Les libres penseurs doivent impérativement se méfier de l’emprise que le sacré peut avoir sur leur capacité à appréhender la réalité, à analyser la complexité du monde. En effet, la raison ne saurait souffrir d’aucune entrave à son déploiement à fortiori sous la forme d’un icône à aduler ou d’un veau d’or à vénérer qui atténuerait sa capacité à prendre une distance salutaire favorisant la construction d’un jugement critique. Ainsi, il semble que la sacralisation de l’ULB comme temple du libre examen relève d’une posture peu compatible avec l’objectivité nécessaire à l’appréciation pertinente de certains faits se déroulant en son sein.
La perturbation puis l’interruption de la conférence sur l’extrême droite organisée le 7 février dernier à l’ULB a été considérée par beaucoup comme une espèce de sacrilège foulant aux pieds les valeurs fondamentales de l’université libre-exaministe. Pourtant, pour peu que l’on mette de côté les représentations idéalisées du débat universitaire, il est possible de relativiser la « gravité » des faits. La « Burqa Pride » annoncée préalablement sur les réseaux sociaux a pris la forme d’une sorte d’ « happening » vociférant et costumé qui a momentanément rendu impossible la poursuite d’un débat. Avec un brin de détachement, on peut la voir comme un acte provocateur destiné à faire passer un message. Certes, la provocation peut être considérée comme puérile ou contre-productive et on peut ne pas souscrire au message mais il convient de ramener les faits à leur juste proportion. Une conférence a été interrompue- le modérateur Guy Harscher a confirmé en direct sur la Première qu’elle avait débuté – à l’ULB en raison d’un chahut organisé. L’objet de ce texte n’est pas de débattre du contenu du message des chahuteurs ni de leur mode d’expression – l’auteur de ces lignes n’était pas présent sur place-mais de s’interroger sur la surmédiatisation des faits. Les événements survenus la semaine dernière ont fait la une de la presse écrite et audiovisuelle et il est intéressant de réfléchir aux causes mais aussi aux conséquences de la publicité faite à cette action.

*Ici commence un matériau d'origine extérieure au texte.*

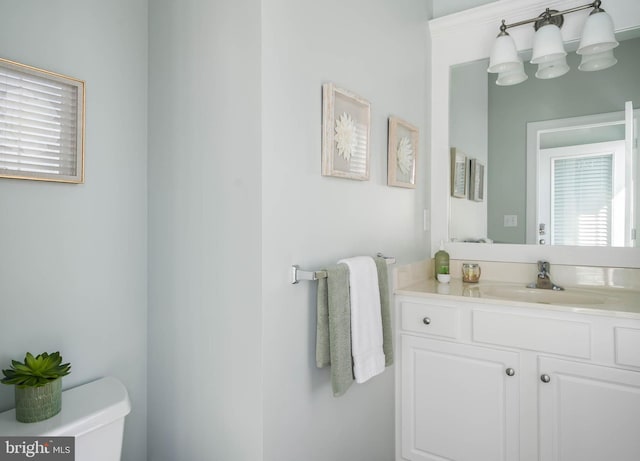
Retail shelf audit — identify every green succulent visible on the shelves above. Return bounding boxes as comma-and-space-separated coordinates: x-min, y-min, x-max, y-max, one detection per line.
2, 352, 71, 388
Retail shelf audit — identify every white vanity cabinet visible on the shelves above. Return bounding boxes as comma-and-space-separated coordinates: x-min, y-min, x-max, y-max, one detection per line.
396, 295, 640, 461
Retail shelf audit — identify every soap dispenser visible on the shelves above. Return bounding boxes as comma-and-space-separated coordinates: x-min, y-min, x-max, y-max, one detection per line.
434, 241, 449, 277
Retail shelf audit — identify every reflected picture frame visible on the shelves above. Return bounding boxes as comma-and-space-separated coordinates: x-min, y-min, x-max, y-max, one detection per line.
469, 158, 484, 202
322, 83, 371, 181
387, 116, 418, 189
451, 147, 467, 198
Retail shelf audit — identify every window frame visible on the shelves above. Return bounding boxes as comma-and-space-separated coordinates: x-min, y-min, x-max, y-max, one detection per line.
0, 58, 86, 184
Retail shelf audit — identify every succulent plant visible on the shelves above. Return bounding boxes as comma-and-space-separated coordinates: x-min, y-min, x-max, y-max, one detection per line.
2, 352, 71, 388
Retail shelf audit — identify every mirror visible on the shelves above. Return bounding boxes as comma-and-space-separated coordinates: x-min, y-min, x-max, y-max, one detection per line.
449, 37, 640, 246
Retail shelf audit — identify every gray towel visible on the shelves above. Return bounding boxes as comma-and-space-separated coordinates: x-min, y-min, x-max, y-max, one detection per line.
316, 264, 353, 397
316, 257, 393, 397
373, 253, 393, 367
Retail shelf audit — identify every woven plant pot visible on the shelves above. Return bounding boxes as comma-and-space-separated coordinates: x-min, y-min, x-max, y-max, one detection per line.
15, 378, 62, 423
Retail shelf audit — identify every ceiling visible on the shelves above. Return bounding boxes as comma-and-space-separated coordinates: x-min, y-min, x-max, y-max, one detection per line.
432, 0, 504, 18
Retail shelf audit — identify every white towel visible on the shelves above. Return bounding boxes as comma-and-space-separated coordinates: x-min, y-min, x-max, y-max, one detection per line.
338, 256, 384, 383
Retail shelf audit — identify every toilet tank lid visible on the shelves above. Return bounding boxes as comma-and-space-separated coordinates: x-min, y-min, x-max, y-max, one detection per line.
0, 377, 131, 437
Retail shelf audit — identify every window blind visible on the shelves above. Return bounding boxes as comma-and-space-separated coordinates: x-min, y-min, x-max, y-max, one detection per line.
551, 154, 613, 246
0, 60, 84, 182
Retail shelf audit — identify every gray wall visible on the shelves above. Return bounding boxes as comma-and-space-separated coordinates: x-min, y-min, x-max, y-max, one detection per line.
488, 38, 640, 243
0, 0, 147, 461
148, 0, 262, 461
0, 0, 430, 461
262, 0, 430, 461
149, 0, 429, 461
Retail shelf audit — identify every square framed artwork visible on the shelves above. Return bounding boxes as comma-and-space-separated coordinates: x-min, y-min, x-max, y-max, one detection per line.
322, 83, 371, 181
469, 158, 484, 202
451, 147, 467, 198
387, 117, 418, 189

L’image d’Epinal de l’Université comme enceinte inviolable où l’échange d’idées se veut toujours respectueux voire policé, comme temple sacré du débat démocratique, pourrait constituer une explication à la démesure de la couverture des faits et à la virulence des commentaires. D’autres explications possibles sur la crucifixion par l’opinion publique des « profanateurs » sont plus inquiétantes. Au vu du Maelström de réactions passionnées dans les médias et surtout des réactions outragées (mais aussi des outrages réactionnaires !) qui ont fleuri dans les réseaux sociaux et les forums internet, il convient de s’interroger sur notre capacité à décoder certaines informations. Une hypothèse vient à l’esprit : en égrenant certains mots-clés comme « intégristes », « burqa », « musulmans », on renvoie à certains clichés de l’imaginaire collectif avec pour résultat d’exacerber les passions et conséquemment de provoquer un emballement médiatique disproportionné.
Toutes les valeurs généralement invoquées par les détracteurs de la « Burqa Pride » sont évidement essentielles et tout démocrate qui se respecte ne peut qu’y souscrire. Il est heureux que la défense de la laïcité, du débat d’idées, de la liberté d’expression soient encore des combats mobilisateurs. Toutefois, il est opportun de se demander si ces causes pour nobles qu’elles soient justifient pleinement la mise au ban de la communauté universitaire de tous les contestataires, les irrévérencieux, les marginaux, ceux qui rejettent le cadre et les codes usuels du débat académique. Comparaison n’est pas raison mais ceux, qui au sein de cette Institution, ont mené, notamment en mai 68, des luttes pour la démocratisation qui contribuent à sa grandeur n’ont pas toujours restreint l’expression de leur contestation aux carcans imposés par l’autorité. Loin s’en faut ! L’Esprit sera-t-il plus libre le jour où retentira dans le campus un très martial et sentencieux « l’ordre règne à l’ULB ! » ? Pour osée qu’elle soit, l’analogie n’est pas moins audacieuse que de crier au fascisme dès qu’une conférence doit être interrompue.